I've read the sticky has been very useful. I have one more question I will be tiling with a full tile on top of the bath then a tiling baton around the other wall. What is the best way of tiling down to the floor after I have removed the baton? Do I work out the cut then tile up from the floor? Thanks again for any advice.
 
I've read the sticky has been very useful. I have one more question I will be tiling with a full tile on top of the bath then a tiling baton around the other wall. What is the best way of tiling down to the floor after I have removed the baton? Do I work out the cut then tile up from the floor? Thanks again for any advice.

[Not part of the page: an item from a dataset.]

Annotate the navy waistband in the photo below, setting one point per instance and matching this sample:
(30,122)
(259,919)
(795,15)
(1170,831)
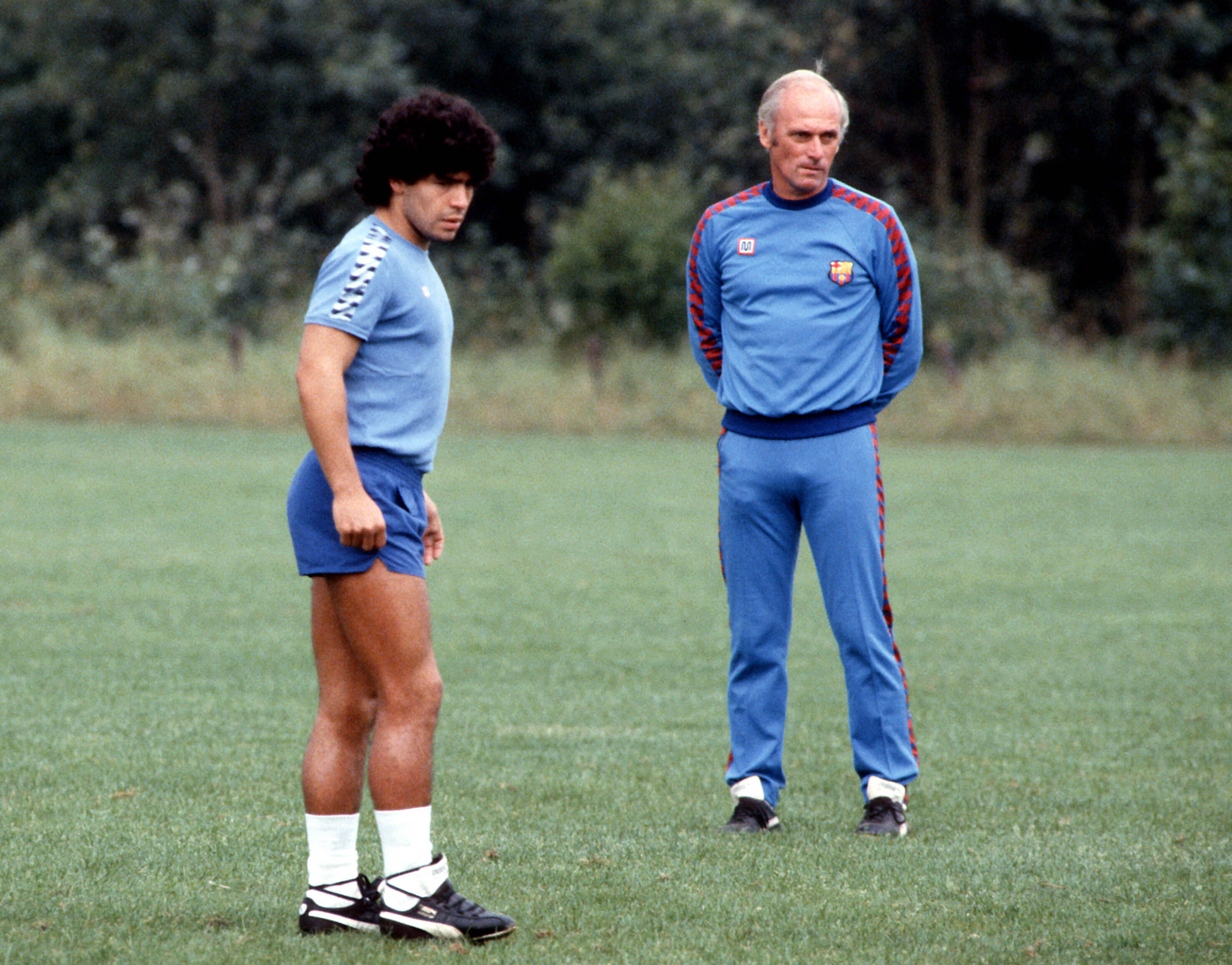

really you need to strat from the centre of the wall, BUT if you are starting full tile on the bath edge you could end up with differing sized cuts top and bottom, if you have marked it out and its going to be ok, From the edge of the bath work down the wall until you can fit your last FULL tile, then set you baton at that height, start you tiling from that height


The question you asked Richard about heating not being on in the same room as has been plastered, i could be wrong but i think its so the plaster DOES NOT dry out to quickly
 
From the edge of the bath work down the wall until you can fit your last FULL tile, then set you baton at that height, start you tiling from that height


Ok thanks for that whats the best way of working down from the bath put the tiles on and before they slip down mark the bottom of the last tile then put a tiling baton around at this height?
 
From the edge of the bath work down the wall until you can fit your last FULL tile, then set you baton at that height, start you tiling from that height


Ok thanks for that whats the best way of working down from the bath put the tiles on and before they slip down mark the bottom of the last tile then put a tiling baton around at this height?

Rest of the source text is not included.